Her other voluntary endeavours included serving on the board of the Lady Musgrave Trust to provide accommodation for homeless women. She was a volunteer for many years at the Royal Brisbane Hospital Museum of Nursing History and at St Andrew’s War Memorial Hospital. She served well into her late 80s as a volunteer, and it was only when the COVID-19 pandemic began that she had to completely give up travelling to these hospitals for her volunteer work.

Pixie also had a strong interest in history and military service – her grandfather died in the Boer War defending a British garrison, her father and uncles served at Gallipoli and on the Western front, and her brother was a wireless gunner in the Royal Australian Air Force who survived being shot down in Belgium during World War II.

She herself served in the Citizens Military Forces for almost a decade in the 1950s and 1960s, progressing to the rank of major. She visited Gallipoli all alone with a Turkish guide and travelled to South Africa for the unveiling of a memorial in honour of her grandfather, 101 years after his death. She became a great friend to South Africans who “had fought for the other side” – and that big-heartedness was typical of Pixie.

People will also tell you that Pixie was no living saint – none of us want to be remembered for being perfect. She had a strong personality and stood her ground, and nurses who trained with her remember she always made it clear if she thought patient care was being compromised. But she was well loved and respected.

Pixie worshipped for most of her adult life at the St Andrew’s Anglican Church in Lutwyche, Brisbane and served as a member of Synod and the Parish council for many years.

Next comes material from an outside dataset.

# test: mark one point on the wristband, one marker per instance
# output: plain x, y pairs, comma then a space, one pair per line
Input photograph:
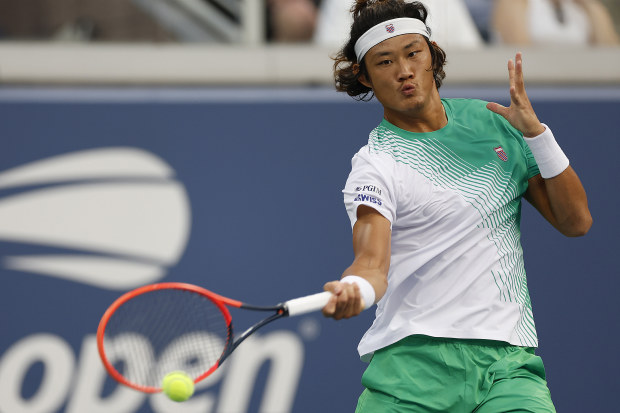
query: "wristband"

In the last few years of her life, she attended the St Matthias Anglican Church in Zillmere near to her retirement home in Taigum.

During research for my biography on Pixie nearly a decade ago, I interviewed many of her friends and colleagues. The long-serving rector at the St Andrew’s Church at the time was Reverend Sandra Kjellgren and this is what she told me about Pixie:

“She is a woman of capacity, intelligence and amazing leadership ability, yet she is so humble. She will come to the church and give two hours administrative help in the office or help with anything that needs doing.

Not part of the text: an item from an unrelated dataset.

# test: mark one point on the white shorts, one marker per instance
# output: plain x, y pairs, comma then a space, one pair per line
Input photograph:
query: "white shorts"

“That is the spirituality of Pixie. She has been the most brilliant Parish councillor who doesn’t know the word ‘defeat’. Even if something looks insurmountable, Pixie’s attitude is ‘give it a go’.

“I lost my parents and other close family members within a three-year period…I was struggling to grieve and do anything.

“And Pixie personally gave me the most amazing support by sharing how she dealt with the demise of her parents. I am a priest, and she ministered to me in a way I would minister to others. It came out of her deep spirituality and her nursing background. You can’t know Pixie and not love her, I don’t think.”

Rest in Peace, Pixie.

Pixie is survived by her nieces, Lee and Vicki Annat, nephews, Neale Annat and Peter Murr, and by her great nieces, Christine and Jessica Murr.